Well, anyway, since I can't visit my dad in person, I thought I would offer a small tribute to the man who, to a large degree, made me who I am.
My dad was a brilliant man, an engineer who had thirty-something patents in his name. He was a key player in the early years of Texas Instruments. But he also had a goofy sense of humor. Some of his favorite TV shows were Gomer Pyle, Hogan's Heroes, McHale's Navy and the Beverly Hillbillies. He also liked Popeye cartoons.
My dad loved animals of any kind. When I was little he and I were always conniving ways to get my mother to agree to more pets. When my parents retired to a lake house, he learned to fish but had a terrible time cleaning fish--he hated to kill them and probably would have made pets out of them if not for my mother's objections.
He taught me how to fly a kite, ride a bicycle, drive a car and change a flat tire. He taught me how to paint a fence and how to hammer a nail straight.
I like to think I inherited my father's sense of adventure. When he was a young man, he lived in a Venezuelan jungle for a year, testing out the portable gravity meter he helped to invent. He loved to travel, and when I was a little girl he took six of his seven children and my mom to Europe for three months. We traveled all over in a Volkswagen bus.

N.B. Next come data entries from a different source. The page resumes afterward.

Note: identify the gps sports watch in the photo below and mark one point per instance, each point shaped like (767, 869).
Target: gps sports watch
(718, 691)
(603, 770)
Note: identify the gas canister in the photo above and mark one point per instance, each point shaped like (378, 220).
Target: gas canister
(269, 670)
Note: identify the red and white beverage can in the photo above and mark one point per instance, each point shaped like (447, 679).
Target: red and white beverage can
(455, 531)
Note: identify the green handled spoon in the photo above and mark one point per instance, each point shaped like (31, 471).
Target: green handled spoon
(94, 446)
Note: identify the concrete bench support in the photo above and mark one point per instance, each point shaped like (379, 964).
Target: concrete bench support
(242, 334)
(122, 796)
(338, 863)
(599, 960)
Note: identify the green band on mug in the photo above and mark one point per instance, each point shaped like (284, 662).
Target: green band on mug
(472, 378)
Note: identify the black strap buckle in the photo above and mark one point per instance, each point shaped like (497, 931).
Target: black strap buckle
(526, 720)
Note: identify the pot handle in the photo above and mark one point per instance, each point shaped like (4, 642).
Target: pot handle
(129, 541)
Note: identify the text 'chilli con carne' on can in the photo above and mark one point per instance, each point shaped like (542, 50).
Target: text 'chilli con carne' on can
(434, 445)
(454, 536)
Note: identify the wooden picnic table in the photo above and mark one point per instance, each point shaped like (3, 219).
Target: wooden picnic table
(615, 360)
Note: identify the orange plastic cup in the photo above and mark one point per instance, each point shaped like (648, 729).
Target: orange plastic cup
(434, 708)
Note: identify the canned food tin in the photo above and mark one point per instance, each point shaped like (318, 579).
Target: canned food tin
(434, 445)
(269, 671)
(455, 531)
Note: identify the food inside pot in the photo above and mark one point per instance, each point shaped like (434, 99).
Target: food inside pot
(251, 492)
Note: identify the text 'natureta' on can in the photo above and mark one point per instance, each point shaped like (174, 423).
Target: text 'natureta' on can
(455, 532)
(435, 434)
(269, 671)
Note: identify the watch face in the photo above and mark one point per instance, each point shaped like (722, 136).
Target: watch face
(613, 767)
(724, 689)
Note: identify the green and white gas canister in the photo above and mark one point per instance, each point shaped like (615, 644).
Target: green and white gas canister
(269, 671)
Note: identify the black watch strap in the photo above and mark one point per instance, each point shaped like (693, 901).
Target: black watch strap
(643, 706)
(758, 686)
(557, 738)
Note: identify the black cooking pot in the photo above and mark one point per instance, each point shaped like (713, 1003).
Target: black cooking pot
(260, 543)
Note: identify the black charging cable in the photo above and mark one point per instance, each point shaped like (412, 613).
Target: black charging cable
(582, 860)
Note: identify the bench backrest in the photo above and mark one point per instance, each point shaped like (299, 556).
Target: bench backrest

My dad had quite a temper but he never raised a hand to any of his children or to my mom. He sent us to good schools and he took lots of home movies to document our childhoods. He never openly criticized the boyfriends my sisters and I brought home, though some of them were pretty scary. He loved my mom's cooking and would do just about anything for hot peach cobbler with ice cream. He also loved to cook hamburgers on the grill every Saturday night. He loved old movies. He bought a VCR back when they cost about $800, and he recorded hundreds of old movies off the TV and meticulously labeled them, with an index and everything.
He was extremely neat (and I most certainly did NOT inherit that tendency, I'm afraid to say!). My mom says that if he got up to go to the bathroom during the night, he combed his hair before he came back to bed. He read about one book per day and kept a record of every book he read.
I love you, Daddy, wherever you are.